Alles roger. Wenn es vor 50 Jahren möglich gewesen ist, zum Mond zu fliegen, dann können wir auch das „Problem des reibungslosen Handels an der nordirischen Grenze lösen“. Das sagte Boris Johnson, aller Voraussicht nach neuer Premierminister Großbritanniens, am Montag. Wie stets verriet er auch diesmal nicht, wie das Problem des reibungslosen Mondflugs von London nach Dublin zu bewältigen wäre.
Verlässt das Königreich die EU und ihre Zollunion, wird es eine Grenze zwischen der Europäischen Union und Großbritannien geben. Und zwar mit Kontrollen, wo und wie immer die stattfinden.
Bleibt das Königreich in der EU oder wenigstens in der Zollunion, wird es keine Grenzkontrollen geben müssen.

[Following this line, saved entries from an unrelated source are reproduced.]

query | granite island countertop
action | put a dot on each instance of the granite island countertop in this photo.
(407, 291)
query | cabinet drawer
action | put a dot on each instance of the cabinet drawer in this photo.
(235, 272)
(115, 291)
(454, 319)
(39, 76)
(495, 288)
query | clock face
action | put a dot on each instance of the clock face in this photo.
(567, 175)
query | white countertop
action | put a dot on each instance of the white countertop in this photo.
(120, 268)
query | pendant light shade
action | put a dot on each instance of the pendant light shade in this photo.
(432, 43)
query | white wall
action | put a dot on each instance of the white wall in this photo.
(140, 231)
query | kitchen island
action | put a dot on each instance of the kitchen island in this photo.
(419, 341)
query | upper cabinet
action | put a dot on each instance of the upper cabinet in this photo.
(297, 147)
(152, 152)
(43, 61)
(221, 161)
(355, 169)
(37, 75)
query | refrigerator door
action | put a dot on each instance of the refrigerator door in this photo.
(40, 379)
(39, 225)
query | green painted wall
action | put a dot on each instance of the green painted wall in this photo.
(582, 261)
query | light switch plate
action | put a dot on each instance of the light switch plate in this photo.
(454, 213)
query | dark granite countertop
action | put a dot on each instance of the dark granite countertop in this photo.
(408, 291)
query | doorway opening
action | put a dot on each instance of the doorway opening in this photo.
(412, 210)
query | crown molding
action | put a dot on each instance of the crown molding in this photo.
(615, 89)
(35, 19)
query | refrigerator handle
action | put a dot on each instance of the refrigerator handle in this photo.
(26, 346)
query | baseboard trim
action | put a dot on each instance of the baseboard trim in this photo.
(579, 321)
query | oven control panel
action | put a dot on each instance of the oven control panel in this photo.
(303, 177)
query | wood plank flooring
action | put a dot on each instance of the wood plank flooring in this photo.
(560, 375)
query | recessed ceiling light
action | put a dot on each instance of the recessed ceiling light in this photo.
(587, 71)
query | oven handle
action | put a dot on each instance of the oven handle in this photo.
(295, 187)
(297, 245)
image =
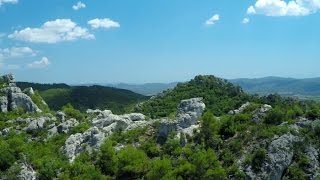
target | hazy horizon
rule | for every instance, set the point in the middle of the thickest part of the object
(79, 42)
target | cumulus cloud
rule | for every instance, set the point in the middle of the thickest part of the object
(44, 62)
(50, 32)
(103, 23)
(13, 66)
(214, 19)
(284, 8)
(8, 2)
(16, 52)
(79, 5)
(245, 21)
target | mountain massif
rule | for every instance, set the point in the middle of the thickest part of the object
(206, 128)
(301, 88)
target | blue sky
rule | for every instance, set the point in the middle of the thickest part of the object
(105, 41)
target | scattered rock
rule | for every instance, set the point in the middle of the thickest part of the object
(104, 125)
(87, 141)
(35, 123)
(279, 157)
(241, 109)
(29, 91)
(66, 126)
(61, 115)
(189, 111)
(5, 131)
(3, 104)
(14, 98)
(261, 113)
(27, 172)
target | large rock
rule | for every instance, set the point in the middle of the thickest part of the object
(189, 112)
(87, 141)
(241, 109)
(279, 157)
(9, 78)
(66, 126)
(36, 123)
(24, 101)
(14, 98)
(27, 172)
(103, 125)
(3, 104)
(29, 91)
(261, 113)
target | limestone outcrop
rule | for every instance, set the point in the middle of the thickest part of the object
(104, 125)
(11, 96)
(189, 112)
(260, 113)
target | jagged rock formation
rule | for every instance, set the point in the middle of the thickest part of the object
(64, 127)
(27, 172)
(14, 98)
(261, 113)
(103, 126)
(189, 111)
(280, 154)
(279, 157)
(35, 123)
(241, 109)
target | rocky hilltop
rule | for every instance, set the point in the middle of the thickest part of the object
(12, 98)
(222, 135)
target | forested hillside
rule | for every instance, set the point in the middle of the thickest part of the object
(220, 96)
(303, 88)
(86, 97)
(207, 129)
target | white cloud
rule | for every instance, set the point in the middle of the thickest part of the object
(55, 31)
(245, 21)
(16, 52)
(215, 18)
(44, 62)
(8, 1)
(78, 6)
(103, 23)
(284, 8)
(13, 66)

Salomonischer Kompromiss zwischen Variante 1 und Variante 2: der Austrittsvertrag. Zwei Jahre lang wird sich gar nichts ändern. Gibt es dann noch immer keine Lösung, etwa einen umfassenden Handelsvertrag, tritt Variante 2 in Kraft – so lange, bis eine Lösung gefunden ist. Diesen Kompromiss lehnt Johnson, Cheerleader der Brexit-Fans, vehement ab. Er verspricht, dank seiner Persönlichkeit die Realität zu ändern: Großbritannien tritt aus der EU aus und bleibt trotzdem drinnen, weil es „reibungslosen“, also: grenzenlosen, Handel geben wird. Ein echter Boris. Kürzlich hielt er bei einer Rede einen verpackten Räucherhering in die Höhe und sagte, die EU zwinge die armen Fischer dazu, ihre Ware nur noch auf teuren Eiskissen zu liefern. Das war gelogen. Es handelt sich um eine britische Vorschrift. Und das war beileibe nicht die erste Lüge des Mr. Johnson.
Doch darum geht es gar nicht. Die 160.000 ToryMitglieder, die Johnson zum Premierminister wählen, sind laut vorliegenden Daten meist über 60-jährige weiße englische Nationalisten. Sie sind eher missmutig und, wie Umfragen zeigen, radikal. Die sehr deutliche Mehrheit würde in Kauf nehmen, dass sich Schottland abspaltet und Nordirland gleich dazu, dass die Wirtschaft erheblichen Schaden nimmt, selbst dass die eigene Tory-Partei zerfällt – wenn nur der Brexit kommt und alles sein wird wie früher, so wie vor dem Zweiten Weltkrieg jedenfalls.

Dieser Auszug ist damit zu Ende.